How to load a digital frame2 min read . Updated: 13 Nov 2007, 10:50 PM IST
How to load a digital frame
How to load a digital frame
If you want to load the pictures in your computer’s hard disk on to a digital photo frame (the computer does not have any slot for the card), then read on.
Although there are wireless-enabled frames, most models read the photos from a small memory card inserted into the back of the device. One fairly simple way to move images from your computer's photo library onto the frame’s memory card is to use a gadget called a USB card reader-writer. These are usually available for less than $20 on Amazon or at computer stores.
Some models, such as the SanDisk ImageMate 5-in-1 Reader/Writer, have slots for different card types. Others, such as Iogear's line of pocket readers, resemble USB thumb drives with a slot on the end to insert a specific type of memory card, such as a Secure Digital card.
Once you have the card reader-writer connected to the computer and a memory card inserted, it should show up on the computer's desktop like any other external drive so you can copy photos onto it. When you have the photos on the card, pop it out of the reader and stick into the digital photo frame. If you have your camera cable, it may also be possible to copy photos from the computer to the memory card by using the connected camera in the role of the card reader-writer. You may prefer to buy a wireless photo frame to stream pictures from the PC, email them right to the frame or pull them in from an online photo gallery. They will usually cost more than a frame with just a card slot. Kodak (‘www.kodak.com’), Momento (‘www.momentolive.com’) and eStarling (‘www.estarling.com’) have wireless models available. More will be on store shelves or online as the holidays get closer.
Upload videos on iPod
The iPod doesn't record video by itself, but there have been several third-party options over the years such as the iRecord (‘www.irecord.com’) and the ATI iSee 360i (w3.isee-ato.com) that let you connect the iPod to sources such as a camcorder or television to record and play back video.

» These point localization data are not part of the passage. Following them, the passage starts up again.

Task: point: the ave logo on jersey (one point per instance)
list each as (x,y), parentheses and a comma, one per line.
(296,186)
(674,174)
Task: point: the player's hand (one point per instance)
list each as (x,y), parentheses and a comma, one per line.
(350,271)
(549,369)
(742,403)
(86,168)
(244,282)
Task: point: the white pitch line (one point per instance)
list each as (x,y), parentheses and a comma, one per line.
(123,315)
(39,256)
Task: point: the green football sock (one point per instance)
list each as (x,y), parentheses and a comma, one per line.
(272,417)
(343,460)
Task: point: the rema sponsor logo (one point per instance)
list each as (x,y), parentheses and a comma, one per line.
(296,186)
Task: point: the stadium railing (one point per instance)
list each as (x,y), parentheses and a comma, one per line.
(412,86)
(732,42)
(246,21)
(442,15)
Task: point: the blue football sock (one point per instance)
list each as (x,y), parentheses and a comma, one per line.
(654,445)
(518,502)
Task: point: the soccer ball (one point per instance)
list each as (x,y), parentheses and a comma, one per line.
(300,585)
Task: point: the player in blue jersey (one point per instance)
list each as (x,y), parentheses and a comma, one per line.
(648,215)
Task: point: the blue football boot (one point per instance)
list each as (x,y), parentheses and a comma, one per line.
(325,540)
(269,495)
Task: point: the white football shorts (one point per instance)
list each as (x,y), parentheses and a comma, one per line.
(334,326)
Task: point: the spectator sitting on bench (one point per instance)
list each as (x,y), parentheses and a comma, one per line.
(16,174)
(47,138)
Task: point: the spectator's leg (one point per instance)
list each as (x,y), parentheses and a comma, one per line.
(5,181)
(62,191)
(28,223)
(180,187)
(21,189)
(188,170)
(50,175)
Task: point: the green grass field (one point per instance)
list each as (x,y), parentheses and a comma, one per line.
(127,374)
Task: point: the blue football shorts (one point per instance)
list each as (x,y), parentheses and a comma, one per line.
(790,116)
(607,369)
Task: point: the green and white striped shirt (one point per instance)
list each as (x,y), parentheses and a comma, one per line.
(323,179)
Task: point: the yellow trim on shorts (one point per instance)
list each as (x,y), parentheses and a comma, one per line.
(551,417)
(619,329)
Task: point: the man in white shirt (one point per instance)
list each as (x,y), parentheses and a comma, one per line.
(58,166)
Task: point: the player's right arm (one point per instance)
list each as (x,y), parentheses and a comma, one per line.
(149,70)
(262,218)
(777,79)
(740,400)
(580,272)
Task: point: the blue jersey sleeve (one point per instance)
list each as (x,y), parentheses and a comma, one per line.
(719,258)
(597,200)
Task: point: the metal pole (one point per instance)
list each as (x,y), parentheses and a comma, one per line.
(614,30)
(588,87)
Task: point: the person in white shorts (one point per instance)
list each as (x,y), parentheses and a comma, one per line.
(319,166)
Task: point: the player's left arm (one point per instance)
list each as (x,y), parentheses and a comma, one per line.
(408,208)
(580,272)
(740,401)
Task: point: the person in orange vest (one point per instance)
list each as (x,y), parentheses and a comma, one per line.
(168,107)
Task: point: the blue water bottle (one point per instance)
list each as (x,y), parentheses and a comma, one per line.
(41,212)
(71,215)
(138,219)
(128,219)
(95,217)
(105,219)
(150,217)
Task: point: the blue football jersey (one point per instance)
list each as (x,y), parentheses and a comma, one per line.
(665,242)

These recording devices usually cost a few hundred dollars and may not work with all iPod models, so read the product details before buying. The iLounge website (ilounge.com) has reviews of just about any accessory released for the iPod and is a good place to see what is available—and how it works.
Archos (‘www.archos.com’) has several widescreen portable players with large hard drives to choose from. It also sells a $70 attachment called the DVR Travel Adapter that works with many media players to directly record video from a TV, camera or camcorder. Click the link for TV and video recording on the Archos site to see the offerings.
TIP OF THE WEEK: If you're a Gmail user, you can now set up your account to use Internet Message Access Protocol (Imap) with your favourite email program. Unlike the older POP mail system, which typically confines message downloads to the computer or the device you are working on, Imap is server-based so your mailbox has all the current messages no matter where you use it—on a computer, Web browser or mobile device. Using Imap with Gmail is free, and instructions on setting it up with different mail programs are at preview.tinyurl.com/yofbl9.